Sony Pictures, which decided to pull The Interview from widespread distribution after threats from cyber-hackers, “should take a page from America’s booksellers,” wrote Ken Paulson, the president of the First Amendment Center, dean of the College of Mass Communication at Middle Tennessee State University, and a member of USA TODAY’s Board of Contributors, in a December 19 USA TODAY column.

Paulsen was referring to the response of independent booksellers who “stepped up” in 1989 when the Iranian government issued a fatwa against Salman Rushdie for writing The Satanic Verses and chains like Barnes & Noble, B. Dalton, and Waldenbooks took the book off their shelves.

“Cody’s Books in Berkeley, California, prominently featured the book, which led to a pipe bomb being thrown through the front window,” Paulson wrote. “They — and independent booksellers across the nation — didn’t back down.”

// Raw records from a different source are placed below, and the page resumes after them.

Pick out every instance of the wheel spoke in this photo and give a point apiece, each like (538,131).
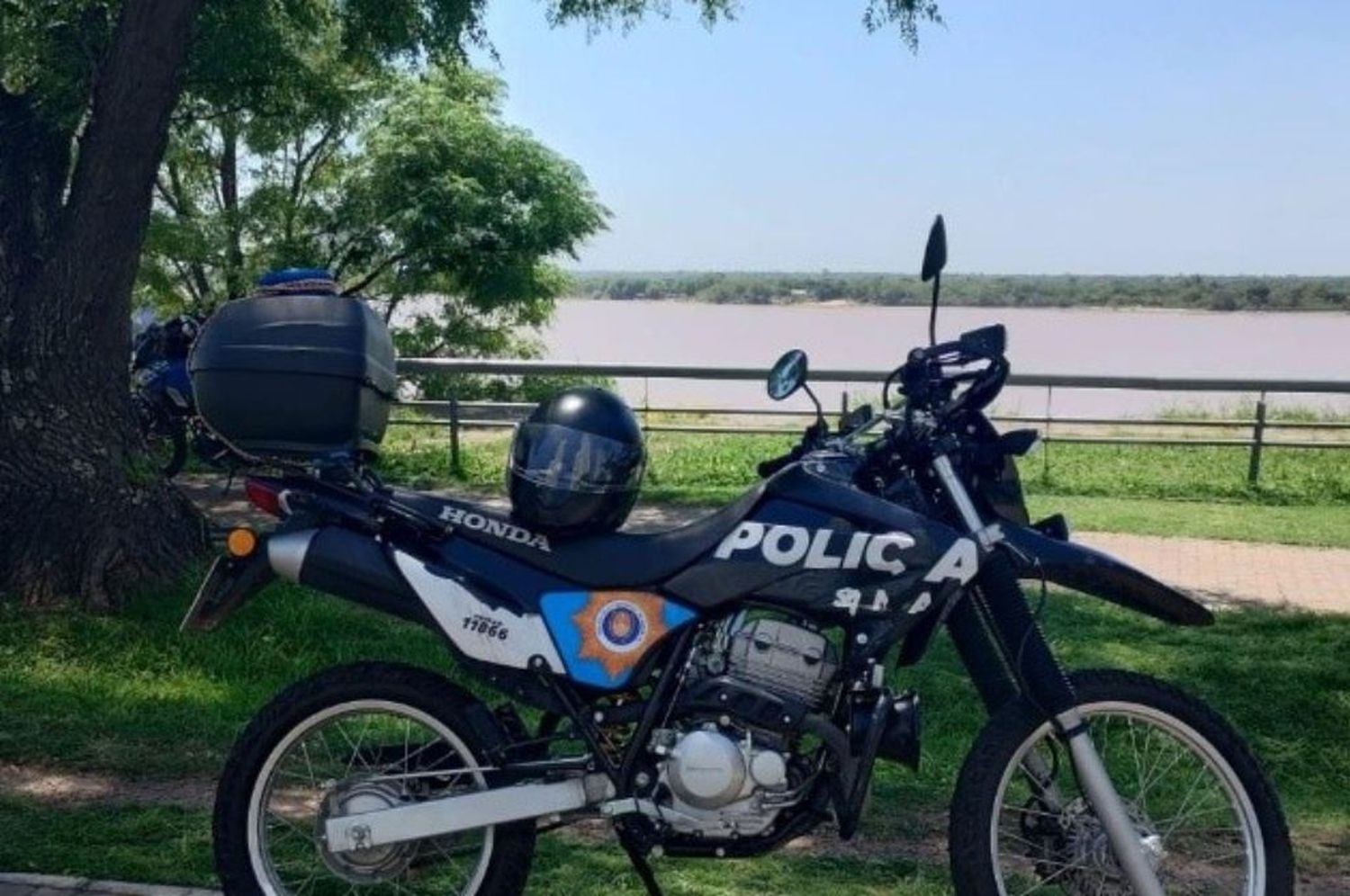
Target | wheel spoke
(356,761)
(1203,833)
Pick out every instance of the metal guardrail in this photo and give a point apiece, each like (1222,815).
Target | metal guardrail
(486,415)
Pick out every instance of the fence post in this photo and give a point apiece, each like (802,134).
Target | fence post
(1045,439)
(455,469)
(1257,436)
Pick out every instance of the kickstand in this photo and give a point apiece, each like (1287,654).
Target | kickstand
(643,868)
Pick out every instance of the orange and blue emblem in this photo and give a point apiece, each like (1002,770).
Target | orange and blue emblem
(604,634)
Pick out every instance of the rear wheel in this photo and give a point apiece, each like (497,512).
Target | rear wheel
(356,739)
(1202,804)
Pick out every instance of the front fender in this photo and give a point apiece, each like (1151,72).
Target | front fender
(1082,569)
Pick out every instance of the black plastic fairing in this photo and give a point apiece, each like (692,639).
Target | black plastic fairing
(358,569)
(1082,569)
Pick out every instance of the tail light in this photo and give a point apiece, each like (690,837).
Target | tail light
(265,496)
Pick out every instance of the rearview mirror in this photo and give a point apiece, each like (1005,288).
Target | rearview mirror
(788,374)
(934,254)
(986,342)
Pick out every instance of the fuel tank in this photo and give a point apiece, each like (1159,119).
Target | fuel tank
(820,545)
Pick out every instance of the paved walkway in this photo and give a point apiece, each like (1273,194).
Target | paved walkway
(1217,572)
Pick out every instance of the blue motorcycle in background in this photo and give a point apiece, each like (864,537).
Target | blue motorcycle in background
(162,397)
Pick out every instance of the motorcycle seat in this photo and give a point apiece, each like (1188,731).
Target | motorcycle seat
(610,560)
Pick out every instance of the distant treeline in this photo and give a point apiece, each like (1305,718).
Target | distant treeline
(1063,291)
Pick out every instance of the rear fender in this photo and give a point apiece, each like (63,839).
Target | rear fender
(1082,569)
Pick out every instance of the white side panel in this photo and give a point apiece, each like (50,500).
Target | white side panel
(482,632)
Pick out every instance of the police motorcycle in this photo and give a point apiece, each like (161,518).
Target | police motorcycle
(712,691)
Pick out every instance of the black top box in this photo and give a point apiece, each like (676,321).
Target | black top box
(296,377)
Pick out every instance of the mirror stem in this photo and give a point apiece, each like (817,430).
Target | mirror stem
(820,412)
(937,283)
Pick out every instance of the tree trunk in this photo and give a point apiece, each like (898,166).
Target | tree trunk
(230,199)
(83,515)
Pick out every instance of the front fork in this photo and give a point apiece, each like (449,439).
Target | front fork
(1023,663)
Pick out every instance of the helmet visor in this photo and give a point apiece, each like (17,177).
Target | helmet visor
(570,459)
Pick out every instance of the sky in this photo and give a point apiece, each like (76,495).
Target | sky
(1053,135)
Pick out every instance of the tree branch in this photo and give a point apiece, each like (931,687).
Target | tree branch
(370,278)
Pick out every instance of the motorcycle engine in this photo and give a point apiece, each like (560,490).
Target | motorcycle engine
(720,774)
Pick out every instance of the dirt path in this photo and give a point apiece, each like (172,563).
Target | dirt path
(1217,572)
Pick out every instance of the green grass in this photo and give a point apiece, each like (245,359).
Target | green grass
(173,847)
(129,695)
(1328,526)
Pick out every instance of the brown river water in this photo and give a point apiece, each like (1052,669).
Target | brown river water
(1041,340)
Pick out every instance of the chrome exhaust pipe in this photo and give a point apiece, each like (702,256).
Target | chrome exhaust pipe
(462,812)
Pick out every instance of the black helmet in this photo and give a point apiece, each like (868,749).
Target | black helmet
(575,463)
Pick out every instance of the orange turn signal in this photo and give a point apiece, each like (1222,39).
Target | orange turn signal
(240,542)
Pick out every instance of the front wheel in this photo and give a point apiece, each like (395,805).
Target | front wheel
(1204,809)
(354,739)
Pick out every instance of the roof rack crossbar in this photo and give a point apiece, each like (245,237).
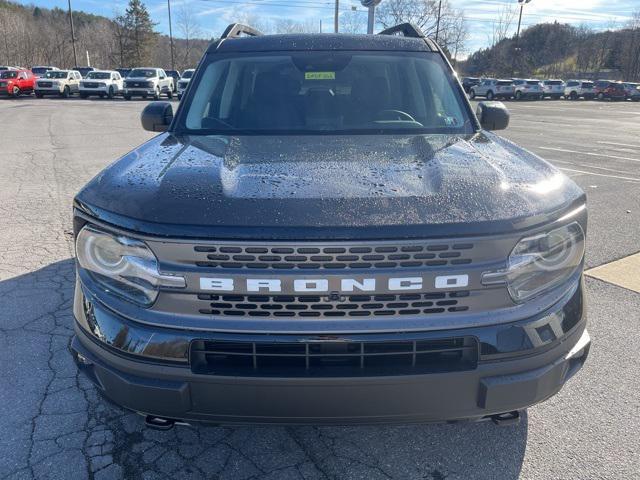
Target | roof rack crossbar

Today, booksellers continue to demonstrate that courage, he continued, “often defying pressure from interest groups trying to cancel in-store signings by authors of controversial books. While those rarely involve violent threats, they often involve economic retaliation, no small issue for a bookseller.”

But as Chris Finan, director of the American Booksellers for Free Expression, told Paulsen: “Booksellers have a deep commitment to making the books available that their customers want to buy and that’s a matter of first principle for them.”

Of Sony’s response to the hackers’ threats, Paulson said, “We live in an extraordinary country where freedom of creative expression is guaranteed. But of what value is free speech if we’re afraid to use it?”

Sony must release The Interview in some form, he said. “This movie can’t go unseen. At the heart of creativity is the courage to express yourself freely. Sony needs to summon up that courage right now.”